Why it matters
AI is built on foundational papers — "Attention Is All You Need", the original GPT and BERT papers, ResNet, AlexNet, Stable Diffusion. These papers are how ideas spread and how practitioners learn what works. But paper discovery is fragmented across arXiv, Semantic Scholar, and Twitter threads. Structuring the most important papers as entities in Geo — connected to their authors, labs, and topics — makes the intellectual genealogy of AI visible and navigable.
What to publish
Create entities for the 200 most influential AI papers
For each paper, publish:
Title
Authors — link to Person entities (create if needed)
Abstract or summary
Publication date
Venue (NeurIPS, ICML, ICLR, CVPR, arXiv preprint, etc.)
arXiv URL
Citation count (approximate)
Affiliation of first author — link to Company/Institution entity
Key contribution (one sentence: what did this paper introduce or prove?)

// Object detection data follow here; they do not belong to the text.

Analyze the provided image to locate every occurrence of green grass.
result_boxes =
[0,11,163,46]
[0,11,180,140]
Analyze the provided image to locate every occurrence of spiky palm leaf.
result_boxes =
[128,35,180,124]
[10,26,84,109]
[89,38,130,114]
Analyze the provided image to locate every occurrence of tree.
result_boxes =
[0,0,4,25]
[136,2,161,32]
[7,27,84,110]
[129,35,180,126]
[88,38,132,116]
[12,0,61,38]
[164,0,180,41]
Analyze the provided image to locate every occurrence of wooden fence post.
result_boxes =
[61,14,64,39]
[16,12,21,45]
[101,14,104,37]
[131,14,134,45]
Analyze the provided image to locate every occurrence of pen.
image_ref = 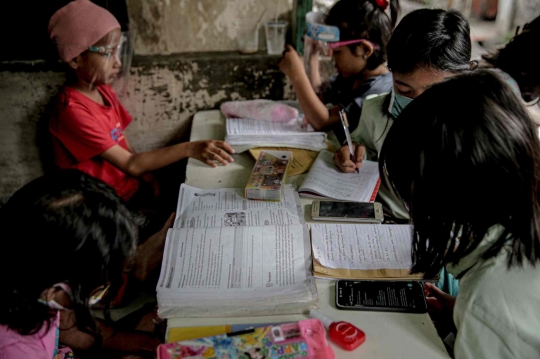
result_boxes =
[339,110,359,173]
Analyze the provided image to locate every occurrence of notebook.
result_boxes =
[311,224,423,280]
[158,319,335,359]
[157,224,318,318]
[298,150,380,202]
[225,118,327,152]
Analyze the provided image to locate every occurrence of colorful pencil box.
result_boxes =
[158,319,335,359]
[245,150,292,202]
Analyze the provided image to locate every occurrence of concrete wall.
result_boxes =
[0,52,294,202]
[127,0,293,55]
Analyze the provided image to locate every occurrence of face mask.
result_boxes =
[388,89,413,118]
[38,283,71,311]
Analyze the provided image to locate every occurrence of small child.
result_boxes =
[334,9,471,222]
[279,0,399,143]
[379,70,540,359]
[49,0,234,208]
[0,170,166,359]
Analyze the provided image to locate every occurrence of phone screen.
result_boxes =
[336,280,427,313]
[319,201,375,218]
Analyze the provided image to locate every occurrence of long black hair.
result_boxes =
[0,170,139,335]
[387,9,471,74]
[482,16,540,101]
[379,70,540,277]
[325,0,400,70]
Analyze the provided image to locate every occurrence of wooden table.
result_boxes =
[167,110,449,359]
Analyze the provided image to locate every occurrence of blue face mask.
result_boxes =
[388,90,413,118]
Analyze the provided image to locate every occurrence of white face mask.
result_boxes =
[38,283,71,311]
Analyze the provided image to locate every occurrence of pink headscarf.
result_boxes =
[49,0,120,62]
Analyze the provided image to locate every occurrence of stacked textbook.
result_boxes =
[225,118,327,152]
[157,185,317,318]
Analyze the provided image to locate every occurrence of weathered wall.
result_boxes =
[127,0,293,55]
[0,53,294,202]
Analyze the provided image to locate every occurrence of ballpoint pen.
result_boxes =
[339,110,359,173]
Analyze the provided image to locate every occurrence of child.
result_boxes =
[49,0,234,208]
[279,0,399,143]
[379,70,540,359]
[480,16,540,125]
[0,170,166,359]
[334,9,471,222]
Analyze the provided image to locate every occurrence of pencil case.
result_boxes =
[158,319,335,359]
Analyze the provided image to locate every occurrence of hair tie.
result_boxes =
[375,0,388,11]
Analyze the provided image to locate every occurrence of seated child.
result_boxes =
[334,9,471,222]
[0,170,166,359]
[49,0,234,208]
[379,70,540,359]
[279,0,399,139]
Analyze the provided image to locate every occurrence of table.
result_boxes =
[167,110,449,359]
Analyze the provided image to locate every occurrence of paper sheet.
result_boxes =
[174,184,304,228]
[225,118,327,151]
[298,151,379,202]
[311,224,412,270]
[157,225,310,296]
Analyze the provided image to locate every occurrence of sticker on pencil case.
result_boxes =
[158,319,334,359]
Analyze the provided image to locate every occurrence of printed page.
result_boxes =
[311,224,412,270]
[157,225,311,296]
[298,151,379,202]
[174,184,304,228]
[227,118,314,136]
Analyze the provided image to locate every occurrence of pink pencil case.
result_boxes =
[158,319,335,359]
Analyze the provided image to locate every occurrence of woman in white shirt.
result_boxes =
[379,70,540,359]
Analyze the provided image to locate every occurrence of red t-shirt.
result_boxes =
[49,85,139,200]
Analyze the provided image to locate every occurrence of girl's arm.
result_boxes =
[279,45,339,130]
[101,140,234,177]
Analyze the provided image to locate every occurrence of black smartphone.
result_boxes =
[336,280,427,313]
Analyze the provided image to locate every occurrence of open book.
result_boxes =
[225,118,327,152]
[311,224,423,280]
[298,150,380,202]
[174,184,304,228]
[157,225,317,318]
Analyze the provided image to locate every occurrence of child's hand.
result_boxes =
[334,143,366,173]
[189,140,234,167]
[278,45,304,81]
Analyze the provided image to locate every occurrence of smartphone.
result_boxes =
[336,280,427,313]
[311,200,384,223]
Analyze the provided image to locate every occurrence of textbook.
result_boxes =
[311,224,423,280]
[298,150,380,202]
[174,183,304,228]
[225,118,327,152]
[156,225,318,318]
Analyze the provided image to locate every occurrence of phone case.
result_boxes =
[158,319,335,359]
[336,280,427,313]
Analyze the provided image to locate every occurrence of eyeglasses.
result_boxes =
[88,285,110,307]
[328,39,380,50]
[87,35,127,59]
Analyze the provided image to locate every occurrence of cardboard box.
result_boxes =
[245,150,292,202]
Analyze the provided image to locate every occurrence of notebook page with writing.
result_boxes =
[225,118,327,151]
[298,151,379,202]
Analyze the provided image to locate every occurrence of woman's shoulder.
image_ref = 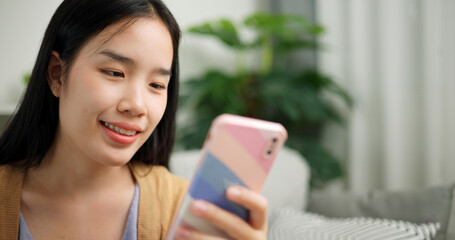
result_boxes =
[130,163,188,195]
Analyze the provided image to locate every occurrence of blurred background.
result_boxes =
[0,0,455,191]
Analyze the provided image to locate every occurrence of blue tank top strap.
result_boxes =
[18,183,140,240]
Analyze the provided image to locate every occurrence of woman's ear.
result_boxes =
[47,51,63,97]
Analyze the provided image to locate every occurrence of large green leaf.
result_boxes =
[188,19,246,49]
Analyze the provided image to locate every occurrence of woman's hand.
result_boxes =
[177,186,267,240]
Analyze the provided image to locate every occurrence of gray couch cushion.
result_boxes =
[269,207,440,240]
[308,186,455,239]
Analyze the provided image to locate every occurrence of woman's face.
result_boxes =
[51,18,173,166]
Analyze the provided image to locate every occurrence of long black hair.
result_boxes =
[0,0,180,168]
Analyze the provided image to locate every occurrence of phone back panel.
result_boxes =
[168,114,287,239]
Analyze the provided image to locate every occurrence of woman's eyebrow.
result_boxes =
[99,50,135,65]
[99,50,172,76]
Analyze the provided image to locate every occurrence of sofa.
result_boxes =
[169,148,455,240]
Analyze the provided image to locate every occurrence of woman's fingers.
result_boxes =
[191,200,255,239]
[226,186,268,230]
[181,186,267,239]
[175,227,228,240]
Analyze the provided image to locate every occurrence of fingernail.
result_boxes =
[177,228,190,239]
[193,201,207,216]
[227,187,241,198]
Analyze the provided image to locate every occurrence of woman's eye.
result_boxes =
[101,70,125,77]
[149,83,166,90]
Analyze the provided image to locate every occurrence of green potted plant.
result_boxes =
[177,13,352,187]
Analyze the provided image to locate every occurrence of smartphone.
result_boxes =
[167,114,287,240]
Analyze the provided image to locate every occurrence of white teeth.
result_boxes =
[104,122,137,136]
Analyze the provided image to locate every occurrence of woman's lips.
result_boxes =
[100,121,140,145]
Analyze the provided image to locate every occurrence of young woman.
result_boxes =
[0,0,267,240]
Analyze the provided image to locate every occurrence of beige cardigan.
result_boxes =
[0,164,188,240]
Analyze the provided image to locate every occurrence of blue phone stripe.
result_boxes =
[189,153,249,220]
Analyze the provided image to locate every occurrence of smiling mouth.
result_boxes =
[101,121,137,136]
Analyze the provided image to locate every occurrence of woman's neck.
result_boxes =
[27,138,134,195]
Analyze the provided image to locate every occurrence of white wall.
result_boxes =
[0,0,265,107]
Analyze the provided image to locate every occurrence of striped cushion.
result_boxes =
[269,207,440,240]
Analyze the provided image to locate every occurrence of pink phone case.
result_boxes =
[167,114,287,240]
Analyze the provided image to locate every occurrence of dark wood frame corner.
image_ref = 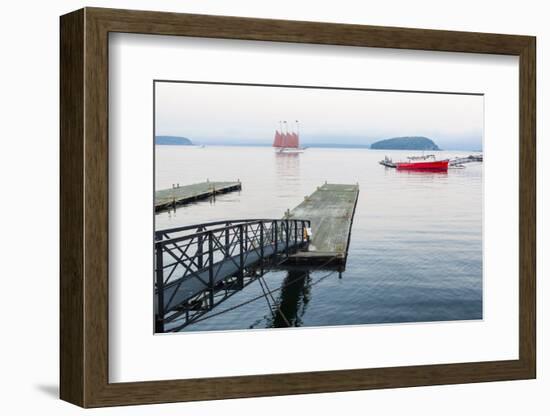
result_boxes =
[60,8,536,407]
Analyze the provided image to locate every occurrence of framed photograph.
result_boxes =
[60,8,536,407]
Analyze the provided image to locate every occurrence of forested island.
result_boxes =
[155,136,193,146]
[370,136,440,150]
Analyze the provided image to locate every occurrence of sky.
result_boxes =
[155,82,483,150]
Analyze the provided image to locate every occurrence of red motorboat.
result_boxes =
[395,155,449,172]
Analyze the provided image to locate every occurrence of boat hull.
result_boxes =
[395,160,449,172]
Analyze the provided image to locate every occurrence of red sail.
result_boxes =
[281,133,288,147]
[288,133,300,149]
[273,130,283,147]
[273,130,300,149]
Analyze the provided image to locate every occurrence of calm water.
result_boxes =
[156,146,483,331]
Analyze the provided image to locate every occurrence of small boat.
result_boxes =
[273,120,304,153]
[395,155,449,172]
[379,155,449,172]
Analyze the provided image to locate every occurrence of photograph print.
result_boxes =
[152,81,484,333]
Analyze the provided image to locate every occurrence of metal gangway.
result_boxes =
[155,219,310,332]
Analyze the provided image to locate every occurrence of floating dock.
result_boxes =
[287,184,359,266]
[155,181,241,212]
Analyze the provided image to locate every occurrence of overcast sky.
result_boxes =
[155,82,483,150]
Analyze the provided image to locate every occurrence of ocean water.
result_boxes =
[155,146,483,331]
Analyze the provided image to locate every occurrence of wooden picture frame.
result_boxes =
[60,8,536,407]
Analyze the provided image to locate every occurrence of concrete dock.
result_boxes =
[287,184,359,265]
[155,181,241,211]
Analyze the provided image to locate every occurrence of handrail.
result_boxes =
[155,218,311,245]
[155,218,311,332]
[155,218,310,237]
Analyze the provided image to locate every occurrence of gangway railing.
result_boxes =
[155,219,310,332]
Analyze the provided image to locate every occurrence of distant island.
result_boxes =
[155,136,193,146]
[370,136,440,150]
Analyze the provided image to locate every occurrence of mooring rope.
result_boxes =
[258,275,290,327]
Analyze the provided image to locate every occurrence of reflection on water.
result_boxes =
[267,271,311,328]
[155,146,483,331]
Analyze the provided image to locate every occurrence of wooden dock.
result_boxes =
[287,184,359,265]
[155,181,241,212]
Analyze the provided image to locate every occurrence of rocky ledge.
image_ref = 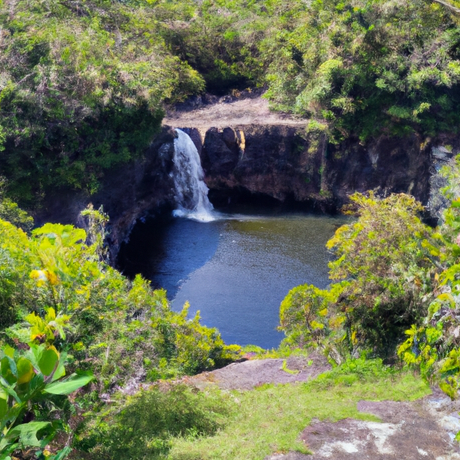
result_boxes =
[34,94,460,261]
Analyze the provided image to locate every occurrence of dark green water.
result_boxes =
[120,214,344,348]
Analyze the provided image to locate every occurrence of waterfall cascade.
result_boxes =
[172,129,214,222]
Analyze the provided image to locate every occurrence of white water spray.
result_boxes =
[173,129,214,222]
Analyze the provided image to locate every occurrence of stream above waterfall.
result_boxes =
[119,212,345,348]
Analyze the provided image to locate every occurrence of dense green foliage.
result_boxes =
[0,209,239,459]
[0,0,203,204]
[0,0,460,206]
[81,385,229,460]
[280,190,434,362]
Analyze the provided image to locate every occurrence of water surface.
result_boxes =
[120,214,344,348]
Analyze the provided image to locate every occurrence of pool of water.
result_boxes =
[120,210,344,348]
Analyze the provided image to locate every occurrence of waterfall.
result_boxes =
[173,129,214,222]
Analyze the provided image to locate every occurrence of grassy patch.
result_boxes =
[168,364,430,460]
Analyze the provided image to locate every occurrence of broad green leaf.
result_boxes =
[2,345,14,359]
[17,356,35,385]
[45,372,94,395]
[38,347,59,375]
[0,388,8,420]
[0,356,17,385]
[7,422,51,447]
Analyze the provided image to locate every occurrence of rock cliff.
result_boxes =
[34,98,460,261]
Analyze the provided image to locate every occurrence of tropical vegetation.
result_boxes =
[0,0,460,460]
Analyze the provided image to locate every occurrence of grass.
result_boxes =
[168,360,430,460]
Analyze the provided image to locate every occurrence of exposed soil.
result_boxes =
[184,354,460,460]
[163,96,307,130]
[183,354,330,390]
[265,391,460,460]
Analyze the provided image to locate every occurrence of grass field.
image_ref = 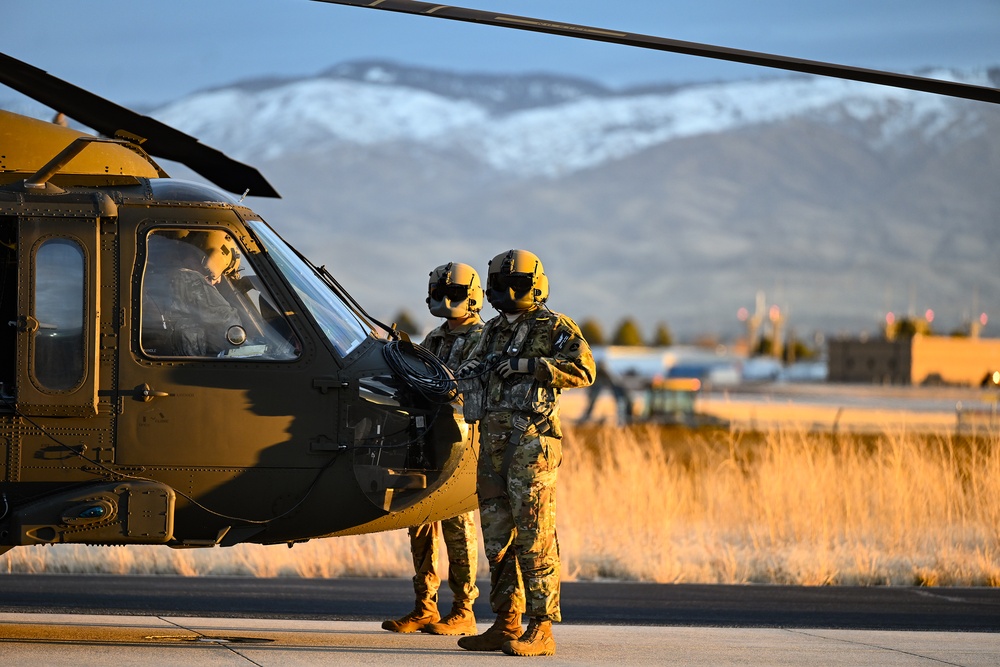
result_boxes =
[0,426,1000,586]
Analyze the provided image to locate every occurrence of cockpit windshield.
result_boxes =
[247,220,370,356]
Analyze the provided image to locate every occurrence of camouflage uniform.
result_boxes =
[463,307,595,621]
[409,317,483,603]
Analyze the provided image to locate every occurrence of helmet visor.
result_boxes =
[428,283,469,302]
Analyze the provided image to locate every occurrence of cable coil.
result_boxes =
[382,340,458,404]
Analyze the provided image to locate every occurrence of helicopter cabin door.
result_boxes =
[11,217,100,417]
[118,217,306,472]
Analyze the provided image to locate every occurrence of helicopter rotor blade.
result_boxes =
[315,0,1000,104]
[0,53,281,197]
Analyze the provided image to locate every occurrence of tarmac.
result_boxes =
[0,613,1000,667]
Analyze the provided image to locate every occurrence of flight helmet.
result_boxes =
[427,262,483,319]
[199,230,240,285]
[486,250,549,313]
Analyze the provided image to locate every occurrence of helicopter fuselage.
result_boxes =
[0,114,476,550]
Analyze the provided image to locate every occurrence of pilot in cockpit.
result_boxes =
[168,230,241,357]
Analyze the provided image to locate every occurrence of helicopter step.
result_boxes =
[10,481,176,544]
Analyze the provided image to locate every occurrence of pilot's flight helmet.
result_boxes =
[200,230,240,285]
[486,250,549,313]
[427,262,483,319]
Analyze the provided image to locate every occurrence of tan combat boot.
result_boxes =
[503,618,556,656]
[382,600,441,632]
[420,600,479,635]
[458,606,521,651]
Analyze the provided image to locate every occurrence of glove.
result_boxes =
[497,357,535,380]
[456,359,482,377]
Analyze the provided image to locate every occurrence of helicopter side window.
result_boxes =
[32,238,86,391]
[0,216,17,396]
[139,229,301,361]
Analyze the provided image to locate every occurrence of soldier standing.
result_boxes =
[458,250,595,656]
[382,262,483,635]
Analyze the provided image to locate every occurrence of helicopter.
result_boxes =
[0,0,1000,552]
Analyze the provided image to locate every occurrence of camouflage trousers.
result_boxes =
[476,412,562,621]
[409,512,479,602]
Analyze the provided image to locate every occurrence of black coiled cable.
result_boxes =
[382,340,458,404]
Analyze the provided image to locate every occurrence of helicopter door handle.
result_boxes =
[8,315,41,333]
[135,383,170,403]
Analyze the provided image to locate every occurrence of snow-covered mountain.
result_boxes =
[156,63,1000,177]
[11,62,1000,337]
[146,62,1000,337]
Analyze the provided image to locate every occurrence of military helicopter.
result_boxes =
[0,0,1000,552]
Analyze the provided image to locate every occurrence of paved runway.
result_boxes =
[0,613,1000,667]
[0,575,1000,667]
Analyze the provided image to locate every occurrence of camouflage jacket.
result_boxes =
[466,308,596,437]
[420,317,483,371]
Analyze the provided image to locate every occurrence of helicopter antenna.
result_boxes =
[315,0,1000,104]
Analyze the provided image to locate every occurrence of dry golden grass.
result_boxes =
[0,426,1000,586]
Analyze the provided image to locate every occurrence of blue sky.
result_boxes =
[0,0,1000,104]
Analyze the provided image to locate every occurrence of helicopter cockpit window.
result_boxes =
[139,228,301,361]
[32,239,86,391]
[247,220,369,356]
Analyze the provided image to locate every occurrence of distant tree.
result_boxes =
[650,322,674,347]
[392,308,420,337]
[886,317,931,340]
[580,320,606,345]
[612,317,643,346]
[782,338,816,363]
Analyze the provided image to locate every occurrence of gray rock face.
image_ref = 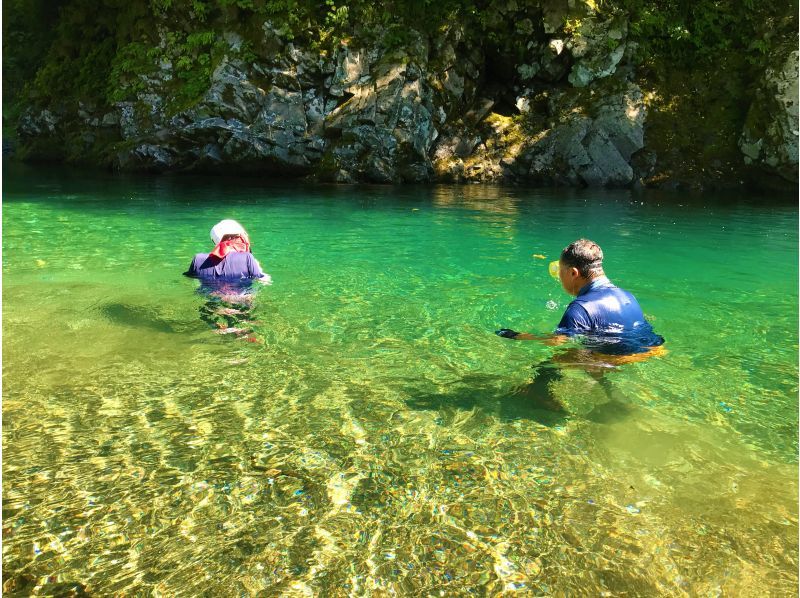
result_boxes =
[325,50,438,183]
[527,83,645,187]
[12,10,798,191]
[739,50,799,181]
[567,15,628,87]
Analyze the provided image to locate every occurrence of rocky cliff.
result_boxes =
[7,0,798,187]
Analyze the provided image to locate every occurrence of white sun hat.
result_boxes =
[211,220,247,245]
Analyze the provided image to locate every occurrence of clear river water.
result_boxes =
[2,166,798,596]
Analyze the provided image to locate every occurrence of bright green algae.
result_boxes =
[3,170,798,596]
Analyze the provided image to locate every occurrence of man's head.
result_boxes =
[558,239,604,295]
[211,220,247,245]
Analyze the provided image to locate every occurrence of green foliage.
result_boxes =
[602,0,798,65]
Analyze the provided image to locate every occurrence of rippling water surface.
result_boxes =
[3,163,798,596]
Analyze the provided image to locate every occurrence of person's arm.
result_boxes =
[495,302,591,345]
[247,253,272,284]
[495,328,569,345]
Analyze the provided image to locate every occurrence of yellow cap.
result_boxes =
[547,260,558,280]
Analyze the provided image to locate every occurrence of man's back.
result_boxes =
[556,276,664,354]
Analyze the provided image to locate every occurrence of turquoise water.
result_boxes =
[3,163,798,596]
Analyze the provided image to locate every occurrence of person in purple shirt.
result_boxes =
[495,239,665,412]
[184,220,272,342]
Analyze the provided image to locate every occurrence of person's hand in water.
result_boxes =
[494,328,519,338]
[494,328,567,346]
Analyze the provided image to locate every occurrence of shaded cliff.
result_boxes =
[4,0,798,188]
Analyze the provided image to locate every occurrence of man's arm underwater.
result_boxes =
[495,328,569,347]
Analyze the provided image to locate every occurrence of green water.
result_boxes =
[3,163,798,596]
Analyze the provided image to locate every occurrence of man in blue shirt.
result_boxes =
[496,239,664,412]
[497,239,664,355]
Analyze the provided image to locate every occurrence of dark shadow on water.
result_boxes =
[99,303,192,333]
[405,363,632,427]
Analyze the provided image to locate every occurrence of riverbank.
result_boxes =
[4,0,798,191]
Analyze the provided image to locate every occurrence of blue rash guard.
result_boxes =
[555,276,664,355]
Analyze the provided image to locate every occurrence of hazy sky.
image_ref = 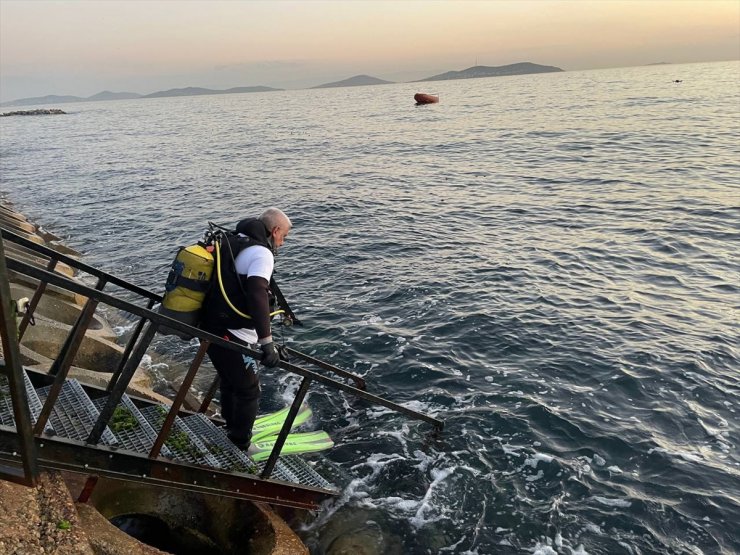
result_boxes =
[0,0,740,101]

Code repository URL if available
Link each paper to:
Authors as Person entities
Research lab or company — link to Company entity
Relevant Topics (e.g. transformers, attention, diffusion, RLHF, scaling laws)
Models or datasets introduced by the paper
Cover all major eras and areas:
Foundational (backpropagation, CNNs, LSTMs, word2vec)
Deep learning revolution (AlexNet, ResNet, batch normalization, dropout)
Transformers and LLMs (Attention Is All You Need, BERT, GPT series, scaling laws)
Generative models (GANs, VAEs, diffusion models, flow matching)
Alignment and safety (RLHF, Constitutional AI, InstructGPT)
Multimodal (CLIP, DALL-E, Flamingo, GPT-4V)
Scope
200 papers. Prioritize by citation count, practical impact, and historical significance. Include both classic foundational papers and recent high-impact work.
Potential sources
Semantic Scholar, Google Scholar, arXiv, Papers With Code, influential paper lists and surveys, conference best paper awards.